Since Michael's statements are not good evidence, the court should have decided that erring on the side of life was the prudent course.
He parents would have responsibility for her and Michael could be off living his own life.
No, Michael's own testimony. Heaven knows, we've published it often enough.
Wolfson is a biased source, and proved it lavishly by his appearance at a death cult meeting at the University of Pennsylvania. He shared the dais with Michael Schiavo, Dr. Ronald "Humane Death" Cranford and Judge Greer -- all the heavy hitters (except Felos) on the kill-Terri team.
bjs1779, do you remember where you posted MS's testimony? It's the segment where he also admitted stealing his wife's wedding rings and killing her cats.
It's not a strawman at all. It cannot be argued that Terri was some other life form than animal. The law allows no exceptions.
The lesson is larger, however. Terri Schiavo was treated in a way that violated the letter and spirit of animal CRUELTY laws. Do you suppose she could not feel the pain? Her medical records for fifteen years are full of notations about her experiencing and being treated for pain. Her doctors and nurses knew she could feel pain. She wasn't merely put to death. She was tortured to death.

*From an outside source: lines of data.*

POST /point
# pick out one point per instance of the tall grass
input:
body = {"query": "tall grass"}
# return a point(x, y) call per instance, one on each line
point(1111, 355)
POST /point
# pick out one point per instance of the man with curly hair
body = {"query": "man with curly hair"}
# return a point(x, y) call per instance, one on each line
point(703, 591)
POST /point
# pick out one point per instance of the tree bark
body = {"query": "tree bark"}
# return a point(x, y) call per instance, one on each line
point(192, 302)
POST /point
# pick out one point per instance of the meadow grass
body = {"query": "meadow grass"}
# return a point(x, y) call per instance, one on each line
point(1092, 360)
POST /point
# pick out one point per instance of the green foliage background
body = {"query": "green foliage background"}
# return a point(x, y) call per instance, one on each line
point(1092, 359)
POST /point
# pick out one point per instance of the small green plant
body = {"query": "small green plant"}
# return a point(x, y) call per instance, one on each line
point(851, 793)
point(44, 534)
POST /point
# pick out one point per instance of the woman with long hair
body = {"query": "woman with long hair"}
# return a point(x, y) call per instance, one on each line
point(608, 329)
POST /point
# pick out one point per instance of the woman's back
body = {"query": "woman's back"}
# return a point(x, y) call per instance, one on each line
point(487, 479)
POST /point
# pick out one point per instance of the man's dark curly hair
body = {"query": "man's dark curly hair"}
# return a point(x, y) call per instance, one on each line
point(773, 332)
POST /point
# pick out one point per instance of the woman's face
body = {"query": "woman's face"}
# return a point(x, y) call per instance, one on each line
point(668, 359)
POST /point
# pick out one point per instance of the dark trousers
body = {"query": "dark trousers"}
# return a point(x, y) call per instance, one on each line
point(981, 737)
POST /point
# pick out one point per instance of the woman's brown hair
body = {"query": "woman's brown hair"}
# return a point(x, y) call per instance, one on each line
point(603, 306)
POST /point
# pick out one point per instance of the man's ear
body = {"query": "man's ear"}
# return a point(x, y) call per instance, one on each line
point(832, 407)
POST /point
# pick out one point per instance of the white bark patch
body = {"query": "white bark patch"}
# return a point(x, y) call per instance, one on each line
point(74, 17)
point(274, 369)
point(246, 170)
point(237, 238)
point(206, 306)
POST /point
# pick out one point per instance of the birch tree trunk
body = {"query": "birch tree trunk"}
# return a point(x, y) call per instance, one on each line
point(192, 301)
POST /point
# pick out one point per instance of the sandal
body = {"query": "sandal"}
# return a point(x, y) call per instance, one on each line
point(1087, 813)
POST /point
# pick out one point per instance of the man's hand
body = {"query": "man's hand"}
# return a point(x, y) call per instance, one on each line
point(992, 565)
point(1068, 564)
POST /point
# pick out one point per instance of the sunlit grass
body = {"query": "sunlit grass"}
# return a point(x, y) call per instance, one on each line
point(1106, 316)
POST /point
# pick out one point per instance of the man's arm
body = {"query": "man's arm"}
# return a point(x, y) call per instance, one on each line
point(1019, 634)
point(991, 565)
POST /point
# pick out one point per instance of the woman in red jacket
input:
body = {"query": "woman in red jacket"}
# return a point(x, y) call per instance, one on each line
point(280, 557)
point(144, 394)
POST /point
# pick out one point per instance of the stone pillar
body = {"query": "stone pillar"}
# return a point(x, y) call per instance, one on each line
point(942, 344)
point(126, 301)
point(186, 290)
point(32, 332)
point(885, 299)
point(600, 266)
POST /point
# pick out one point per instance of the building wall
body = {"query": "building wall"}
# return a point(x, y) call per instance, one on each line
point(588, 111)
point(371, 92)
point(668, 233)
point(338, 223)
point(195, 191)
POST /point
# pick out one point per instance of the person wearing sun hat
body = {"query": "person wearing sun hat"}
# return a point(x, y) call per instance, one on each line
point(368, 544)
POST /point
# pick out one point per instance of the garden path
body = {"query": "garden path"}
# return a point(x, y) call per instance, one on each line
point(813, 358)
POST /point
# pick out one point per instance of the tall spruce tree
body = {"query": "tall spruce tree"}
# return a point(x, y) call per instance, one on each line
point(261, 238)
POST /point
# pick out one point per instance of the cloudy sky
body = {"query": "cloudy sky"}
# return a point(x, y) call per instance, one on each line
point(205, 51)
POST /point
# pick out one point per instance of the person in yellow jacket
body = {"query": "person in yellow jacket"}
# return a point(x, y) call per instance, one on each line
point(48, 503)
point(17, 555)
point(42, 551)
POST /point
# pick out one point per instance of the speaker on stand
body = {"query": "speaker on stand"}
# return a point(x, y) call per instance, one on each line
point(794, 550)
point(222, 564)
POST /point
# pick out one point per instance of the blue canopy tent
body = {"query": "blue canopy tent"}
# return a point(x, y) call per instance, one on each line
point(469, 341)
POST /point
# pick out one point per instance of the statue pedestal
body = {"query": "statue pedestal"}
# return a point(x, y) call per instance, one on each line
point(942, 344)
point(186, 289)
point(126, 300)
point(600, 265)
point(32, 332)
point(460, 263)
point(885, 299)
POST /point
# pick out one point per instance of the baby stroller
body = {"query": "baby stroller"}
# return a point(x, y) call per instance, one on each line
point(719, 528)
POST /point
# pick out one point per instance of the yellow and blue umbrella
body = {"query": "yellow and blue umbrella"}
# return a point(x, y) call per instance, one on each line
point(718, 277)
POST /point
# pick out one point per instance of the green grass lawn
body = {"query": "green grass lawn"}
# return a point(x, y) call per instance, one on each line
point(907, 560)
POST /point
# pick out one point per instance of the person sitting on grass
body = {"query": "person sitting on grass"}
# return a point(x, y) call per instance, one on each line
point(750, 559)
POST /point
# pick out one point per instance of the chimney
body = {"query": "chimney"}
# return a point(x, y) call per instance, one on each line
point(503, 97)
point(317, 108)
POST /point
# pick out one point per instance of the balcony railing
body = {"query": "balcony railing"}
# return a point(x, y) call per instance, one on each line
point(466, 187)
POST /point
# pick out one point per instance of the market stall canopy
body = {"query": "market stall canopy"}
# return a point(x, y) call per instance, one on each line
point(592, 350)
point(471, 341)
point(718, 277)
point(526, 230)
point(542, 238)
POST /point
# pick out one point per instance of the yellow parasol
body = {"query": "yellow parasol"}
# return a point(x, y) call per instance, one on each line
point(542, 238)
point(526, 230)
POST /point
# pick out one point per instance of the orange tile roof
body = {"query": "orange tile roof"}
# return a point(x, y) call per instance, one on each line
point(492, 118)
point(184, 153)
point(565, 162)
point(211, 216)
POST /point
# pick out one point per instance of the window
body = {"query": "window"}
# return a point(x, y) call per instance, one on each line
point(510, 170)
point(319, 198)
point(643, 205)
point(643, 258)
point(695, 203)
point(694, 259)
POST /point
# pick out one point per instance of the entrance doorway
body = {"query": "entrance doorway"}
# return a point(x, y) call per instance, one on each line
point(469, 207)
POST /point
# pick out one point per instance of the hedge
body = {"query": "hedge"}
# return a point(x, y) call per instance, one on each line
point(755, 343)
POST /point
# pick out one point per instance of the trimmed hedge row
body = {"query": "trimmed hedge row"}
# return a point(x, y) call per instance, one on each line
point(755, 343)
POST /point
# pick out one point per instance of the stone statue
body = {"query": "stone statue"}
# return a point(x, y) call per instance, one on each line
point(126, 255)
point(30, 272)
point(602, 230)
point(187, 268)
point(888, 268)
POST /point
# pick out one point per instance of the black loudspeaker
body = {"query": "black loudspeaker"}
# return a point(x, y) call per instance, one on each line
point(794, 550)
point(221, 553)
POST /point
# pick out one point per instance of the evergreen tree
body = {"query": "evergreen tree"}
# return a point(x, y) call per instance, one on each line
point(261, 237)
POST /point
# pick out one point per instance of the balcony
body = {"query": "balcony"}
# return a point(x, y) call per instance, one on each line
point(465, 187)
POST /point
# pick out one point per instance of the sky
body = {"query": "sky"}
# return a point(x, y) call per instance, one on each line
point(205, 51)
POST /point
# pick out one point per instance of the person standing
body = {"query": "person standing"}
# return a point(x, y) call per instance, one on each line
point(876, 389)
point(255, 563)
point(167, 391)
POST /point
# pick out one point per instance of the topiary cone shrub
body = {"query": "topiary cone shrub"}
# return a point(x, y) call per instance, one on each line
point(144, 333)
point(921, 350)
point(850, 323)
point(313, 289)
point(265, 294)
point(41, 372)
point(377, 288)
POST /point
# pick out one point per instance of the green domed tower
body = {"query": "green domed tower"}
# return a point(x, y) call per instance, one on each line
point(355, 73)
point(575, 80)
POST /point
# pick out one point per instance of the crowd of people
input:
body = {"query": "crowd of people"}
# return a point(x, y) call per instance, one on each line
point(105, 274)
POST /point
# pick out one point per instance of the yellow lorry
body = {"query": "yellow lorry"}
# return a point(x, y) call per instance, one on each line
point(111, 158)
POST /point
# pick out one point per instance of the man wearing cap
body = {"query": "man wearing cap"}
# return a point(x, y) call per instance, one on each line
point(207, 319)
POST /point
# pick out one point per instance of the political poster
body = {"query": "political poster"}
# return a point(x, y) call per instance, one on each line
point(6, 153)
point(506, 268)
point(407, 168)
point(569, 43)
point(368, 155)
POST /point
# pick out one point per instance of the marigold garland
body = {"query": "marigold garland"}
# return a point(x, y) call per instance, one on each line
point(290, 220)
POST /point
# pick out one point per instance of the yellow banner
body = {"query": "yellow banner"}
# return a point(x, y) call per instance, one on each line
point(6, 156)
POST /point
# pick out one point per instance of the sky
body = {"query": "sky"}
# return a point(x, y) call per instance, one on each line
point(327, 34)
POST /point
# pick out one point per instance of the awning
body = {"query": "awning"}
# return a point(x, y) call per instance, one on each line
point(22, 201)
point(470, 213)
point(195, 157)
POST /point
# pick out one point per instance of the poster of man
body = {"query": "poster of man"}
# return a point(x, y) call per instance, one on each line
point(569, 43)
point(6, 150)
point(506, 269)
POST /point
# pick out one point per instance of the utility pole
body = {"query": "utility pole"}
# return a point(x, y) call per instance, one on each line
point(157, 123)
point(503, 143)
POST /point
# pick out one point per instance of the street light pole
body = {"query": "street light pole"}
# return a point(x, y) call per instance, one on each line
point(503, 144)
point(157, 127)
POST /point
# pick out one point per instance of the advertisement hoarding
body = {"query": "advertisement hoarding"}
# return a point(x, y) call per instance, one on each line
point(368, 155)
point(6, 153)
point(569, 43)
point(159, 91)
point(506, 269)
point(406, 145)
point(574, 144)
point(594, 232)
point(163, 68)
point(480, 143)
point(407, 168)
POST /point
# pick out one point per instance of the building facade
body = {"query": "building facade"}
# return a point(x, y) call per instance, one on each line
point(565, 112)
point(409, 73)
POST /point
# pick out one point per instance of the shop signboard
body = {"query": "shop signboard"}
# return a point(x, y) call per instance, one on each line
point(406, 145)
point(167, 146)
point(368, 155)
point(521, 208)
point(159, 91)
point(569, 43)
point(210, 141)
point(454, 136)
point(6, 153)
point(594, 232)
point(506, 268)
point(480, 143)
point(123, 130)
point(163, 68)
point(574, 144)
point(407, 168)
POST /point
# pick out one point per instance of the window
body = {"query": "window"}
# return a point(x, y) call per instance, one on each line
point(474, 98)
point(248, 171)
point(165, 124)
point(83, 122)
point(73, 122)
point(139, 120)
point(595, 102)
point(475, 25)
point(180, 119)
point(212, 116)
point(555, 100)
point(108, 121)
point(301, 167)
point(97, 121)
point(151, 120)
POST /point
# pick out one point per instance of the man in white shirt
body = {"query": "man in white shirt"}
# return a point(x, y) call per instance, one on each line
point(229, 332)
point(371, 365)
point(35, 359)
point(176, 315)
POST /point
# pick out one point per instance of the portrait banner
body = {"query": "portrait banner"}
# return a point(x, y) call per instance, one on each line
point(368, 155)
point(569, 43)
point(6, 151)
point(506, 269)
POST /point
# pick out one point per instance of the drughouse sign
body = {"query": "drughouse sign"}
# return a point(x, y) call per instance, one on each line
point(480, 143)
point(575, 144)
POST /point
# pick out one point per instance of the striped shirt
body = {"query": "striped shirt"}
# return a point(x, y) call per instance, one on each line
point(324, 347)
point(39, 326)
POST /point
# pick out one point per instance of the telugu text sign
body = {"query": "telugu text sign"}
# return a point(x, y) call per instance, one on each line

With a dose of Ambien, Terri might have been able to say what happened to her on February 25, 1990. None of her detractors will give us any answer on that. What did happen? How did a healthy young woman, mostly likely asleep, suddenly end up on the floor, face down, nearly dead, soon after her husband got home late one Saturday night?
Healthy young women do not keel over that way. No natural cause was found. Bulimia was ruled out. For the most obvious possible cause of Terri's injuries -- domestic violence -- there is only one suspect and he has no alibi.
The irony, in all such cases, is that atonement (whether religious or psychological) can only come through contrition. If someone does something wrong, trying to pretend it's right will not make it okay; it will just magnify the wrongdoing by aiding and abbetting those who do likewise. For a person to recognize that they did something wrong is not a black mark--actually, it's a good mark because it suggests the person may be wiser next time.
He confessed to having tried to kill her in a 1993 deposition. That's less than four years.
aw rats! shift-five not shift-four
True, but my point was that hearsay in any case is considered very weak evidence.
"And your medical information comes from where??"
From reading less biased sources than your Wolfson report.